# Cessna L-19 recovered after 47 years



## evangilder (Aug 15, 2005)

Interesting



> A Cessna L-19 Bird Dog was recovered on Saturday from the bottom of a Minnesota lake, where it had rested beneath 40 feet of water since 1958. The recovery team used a large winch mounted on a pontoon boat to hoist the airplane, then towed it to shore. Divers also found a flight log, parachutes and headphones. The wreck was discovered by accident in July 2004, when fishermen in search of walleye scanned the area with an underwater camera. The Army airplane crashed after the pilot, Capt. Richard P. Carey, reported he was low on fuel and then apparently hit some seagulls and crashed into the lake. Carey was killed and his body was recovered two weeks later, but the aircraft was never found. Local organizations, including an American Legion post and an EAA chapter, plan to restore the airplane and display it as a memorial to its pilot.


----------



## Nonskimmer (Aug 15, 2005)

Wow, what a great discovery. I mean it's a shame about the pilot, but it's nice that the Legion and the EAA plan to restore the plane.


----------



## FLYBOYJ (Aug 15, 2005)

WOW!

There are 22 Bird Dogs sitting at an Army base in Thailand, US property. When I was there in 2000, the base commander told me if you could figure a way to get the state dept. to turn them over to you, the're yours!


----------



## evangilder (Aug 15, 2005)

Getting a response out of the state department might be more work than restoring this one!


----------



## Nonskimmer (Aug 15, 2005)

22 of them? I wonder why they just left them there.


----------



## evangilder (Aug 15, 2005)

Probably left over in case some spooks want to use them at some future date. Joe, were they in flyable condition, or just left to rot?


----------



## Gnomey (Aug 15, 2005)

Good find, shame about the pilot but at least it is now being restored in memory of him


----------



## Nonskimmer (Aug 15, 2005)

evangilder said:


> Probably left over in case some spooks want to use them at some future date.


Hmmm. Could be.


----------



## FLYBOYJ (Aug 17, 2005)

Nonskimmer said:


> 22 of them? I wonder why they just left them there.

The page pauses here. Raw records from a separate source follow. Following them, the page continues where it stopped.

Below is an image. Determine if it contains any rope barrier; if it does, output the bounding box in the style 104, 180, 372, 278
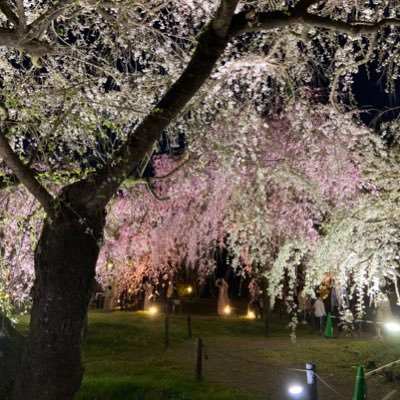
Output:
365, 359, 400, 377
314, 372, 345, 399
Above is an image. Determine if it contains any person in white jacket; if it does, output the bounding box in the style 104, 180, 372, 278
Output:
313, 295, 326, 333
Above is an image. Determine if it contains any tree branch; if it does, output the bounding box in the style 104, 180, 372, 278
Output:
229, 8, 400, 37
28, 0, 76, 40
0, 175, 20, 190
0, 0, 19, 27
0, 131, 54, 215
329, 33, 377, 111
90, 0, 238, 207
16, 0, 26, 32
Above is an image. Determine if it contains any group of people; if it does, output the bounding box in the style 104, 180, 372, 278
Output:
297, 278, 394, 338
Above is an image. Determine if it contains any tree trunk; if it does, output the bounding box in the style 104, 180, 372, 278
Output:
13, 207, 104, 400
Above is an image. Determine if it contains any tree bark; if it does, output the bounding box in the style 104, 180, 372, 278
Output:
13, 206, 104, 400
0, 314, 24, 400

They were old MAP planes. The Thai army replaced them with T-41s. They were actually in great shape! I got some fuzzy photos of them, I'll try to post them when I get back to Colorado.


----------



## Nonskimmer (Aug 17, 2005)

That'd be great. Thanks, FJ.


----------



## FLYBOYJ (Aug 23, 2005)

Hey, here they are


----------



## Nonskimmer (Aug 23, 2005)

Ah, right on. Thanks.


----------



## evangilder (Aug 23, 2005)

Looks like at least one had a cockpit stripped.


----------



## FLYBOYJ (Aug 23, 2005)

Yes - I showed how they varied from one extreme to another. Airframe wise they were all in great shape, although they had these hornets nested in some of them. The little buggers were tiny, their stinger couldn't penetrate the skin, but you could feel a pinch eveytime one of them tried to sting you!

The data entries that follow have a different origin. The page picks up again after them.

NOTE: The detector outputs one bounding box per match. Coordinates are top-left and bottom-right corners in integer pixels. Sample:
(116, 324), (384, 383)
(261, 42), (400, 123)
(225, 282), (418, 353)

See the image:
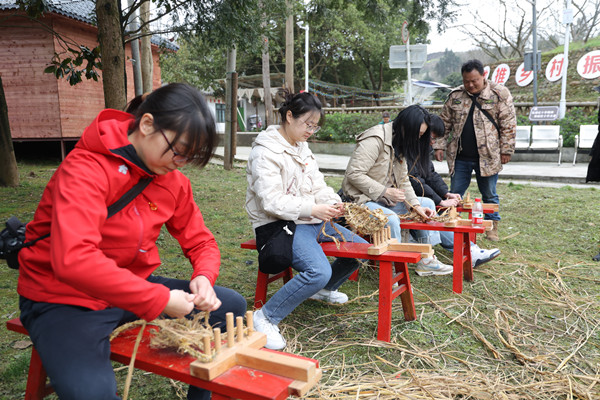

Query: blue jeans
(262, 223), (367, 324)
(19, 276), (246, 400)
(365, 197), (442, 246)
(450, 160), (500, 221)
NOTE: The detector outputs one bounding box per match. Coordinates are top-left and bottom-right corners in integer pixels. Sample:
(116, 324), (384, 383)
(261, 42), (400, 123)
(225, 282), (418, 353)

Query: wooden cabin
(0, 0), (175, 157)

One of the "Honchos" there told me that if you could find the right contact at the US State Deparment, you could have them. He also said they were taking up room on his base!


----------



## Farang (Nov 7, 2009)

Not sure if these are the same aircraft as refrered to earlier but these pictures were taken in 2007. They need a good home.


----------



## Farang (Nov 7, 2009)

The pictures;


----------



## gumbyk (Nov 8, 2009)

Hmmm, If they've been sitting there for 9 years, wouldn't they be classed as 'abandoned'?

I know that anything that was left behind when the US pulled out of Vietnam, the US Govt didn't want to know about. Basically, as far as they were concerned, they didn't exist. Different situations, I know, but they US have walked away and abandoned them.


----------



## vikingBerserker (Nov 8, 2009)

Oh man, that's a shame.


----------



## FLYBOYJ (Nov 8, 2009)

The pic I took were at Lo Pori (sp?) Army Air Base. Where was those pictures taken at?


----------



## ian lanc (Nov 11, 2009)

hmmm ! Maybe we could fuel one up and pinch one they look uncared for.


----------



## mac1va (Jan 30, 2010)

anyone know the exact location or coordinates of these bird dogs??????


----------



## Grimreaper200869 (Jun 8, 2010)

I wonder how hard it would be to get one of those bird dogs outa there ??? does anyone know or have contacts anywhere????


----------